Нас ещё не нахлёстывают хвостами. Но, явно, торопят. Сзади здоровенный волк почти уткнулся носом в спину Алу. Я не стал больше связывать мальчишке руки, просто обвязал ремнём вокруг пояса. Теперь тащу. Остальные волки близко не подходят — держаться по сторонам и впереди. Дорогу показывают. Выбирают — где ровнее и снег не глубокий. Заботливые. Кто ещё так нежно заботится о своём стаде, как не пастух перед забоем скота?
Алу снова выдохся. Сел в снег на колени и плачет. Волк пометался вокруг. Подскочил и рявкнул над ухом малыша. Результат… не конструктивный. Штаны будем стирать, а вот движение — не возобновилось.
— Алу, вставай, надо идти.
— Я… я не могу… ы-ы-ы… Я устал! Они нас всё равно съедят! Ты… из-за тебя…
— Ты — это ты, я — это я. Серый волчонок слаб против серебряного волка. Но ты ещё жив. Ты живой?
— Ы-ы-ы… да…
— Тогда вставай. Стыдно быть слабым. Даже когда это правда. Стыдно. Надо сделать дело. Или — умереть.
— П-почему?
— Потому что только мёртвые срама не имут. Ты живой? — Вставай.
Волк вдруг хватает малыша за воротник и вздёргивает на ноги. Малыш ахает. И замирает. В мелкой, почти невидимой, дрожи всего своего маленького тела. В беззвучном нытье-вое. Волк двумя взмахами языка облизывает ему лицо, слизывает слёзы. И тут же отскакивает. Малыша трясёт, он потрясённо заглатывает воздух. Сейчас как взвоет… Опережаю:
— Вернёшься к отцу — расскажешь, как хан-курт тебя по утрам умывал. Только не хвастай, что они тебе тапочки приносили.
Мы снова бежим по заснеженному лесу. Впереди огромный, даже среди своих сородичей, вожак стаи. Чуть более светлый оттенок его серебра. Примесь седины? Тяжёлый, не громкий, но заставляющий вздрагивать и вслушиваться только в него, короткий взрык. Не ярость, не угроза. Чуть-чуть раздражения. Быстрее-быстрее, неуклюжие двуногие обезьяны. Темнота под деревьями, залитые лунным светом полянки, серебряный туман, в котором со всех сторон появляются и исчезают огромные тени волков. Вокруг которых вспыхивают, начинают кружиться облачка серебряных светлячков. И потихоньку гаснут в темноте перелеска, чтобы снова закружиться в лунном блеске следующей поляны.
Однажды Владимир Люльчак написал прекрасное стихотворение — «Серебрянные волки». Он эту картинку придумал, вообразил.
Все человеческие фантазии когда-нибудь случаются. Теперь я вижу это вокруг себя. Вот этих огромных серебряных зверей в полумраке глухого заснеженного леса.

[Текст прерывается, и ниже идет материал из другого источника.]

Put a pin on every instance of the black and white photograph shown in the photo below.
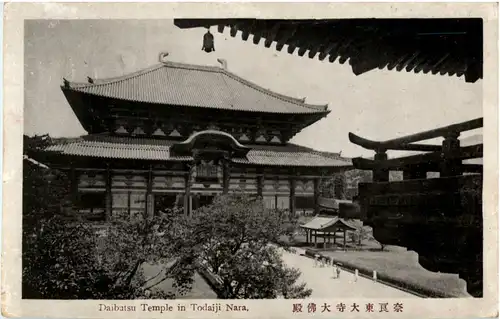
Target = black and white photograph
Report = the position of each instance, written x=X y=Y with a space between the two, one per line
x=319 y=160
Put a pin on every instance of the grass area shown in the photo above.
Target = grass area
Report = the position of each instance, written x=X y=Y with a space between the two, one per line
x=402 y=269
x=200 y=289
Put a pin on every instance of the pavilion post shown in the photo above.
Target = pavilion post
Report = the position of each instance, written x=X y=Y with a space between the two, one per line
x=380 y=174
x=292 y=196
x=225 y=177
x=316 y=196
x=344 y=238
x=260 y=185
x=109 y=197
x=451 y=150
x=73 y=187
x=187 y=192
x=149 y=194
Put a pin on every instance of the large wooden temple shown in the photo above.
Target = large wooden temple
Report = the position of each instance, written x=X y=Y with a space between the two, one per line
x=177 y=135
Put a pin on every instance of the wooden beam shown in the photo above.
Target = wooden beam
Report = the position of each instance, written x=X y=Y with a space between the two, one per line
x=467 y=152
x=374 y=145
x=426 y=135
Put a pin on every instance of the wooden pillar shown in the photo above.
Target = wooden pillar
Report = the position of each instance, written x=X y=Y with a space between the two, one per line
x=260 y=185
x=380 y=174
x=451 y=166
x=316 y=195
x=149 y=194
x=109 y=195
x=187 y=192
x=225 y=176
x=344 y=238
x=292 y=196
x=73 y=176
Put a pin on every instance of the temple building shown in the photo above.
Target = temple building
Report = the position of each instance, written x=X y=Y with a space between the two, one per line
x=177 y=135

Все человеческие фантазии когда-нибудь заканчиваются: мы вывались в какую-то лощину и остановились. В склоне — тёмная дырка. К ней — натоптанная тропка. Натоптанная волчьими лапами. Снег вокруг истоптан, кости какие-то, перья… Волчье логово. А человеческие кости здесь есть? Не видно, но при моём знании анатомии… точнее — незнании…
Один из волков проскакивает в дырку логова. И скоро возвращается, поскуливая. Вожак стоит возле дырки и смотрит на меня. Остальные тоже стоят вокруг. Стоят — не садятся, не ложатся на снег.
«— Мыкола, ты чув як кляты москали наш украинский борщ называют?
— Як?
— Пи-и-ервое. Вбыл бы гадов!».
Похоже, «борщом» сегодня быть мне. Один из волков нервно поскуливая, толкает меня носом в задницу. Поторапливает к столу. Брысь, собака. Я — человек и звучу гордо. В смысле: не журчу, не скулю и газов не пускаю.
Интересно: а ту приморскую свинью — перед входом на части разделывали или так, целиком, угощением подавали? Говорят, что человечина по вкусу напоминает свинину. А что думает по этому поводу товарищ волк?
Стаскиваю с себя шашечку, полушубок, шапку, рукавицы… Вожак наверху, на склоне внимательно рассматривает меня, скалит зубы. Улыбается? Хорошо хоть — не облизывается.
— В-Ваня… Не ходи! Не надо! Я боюсь!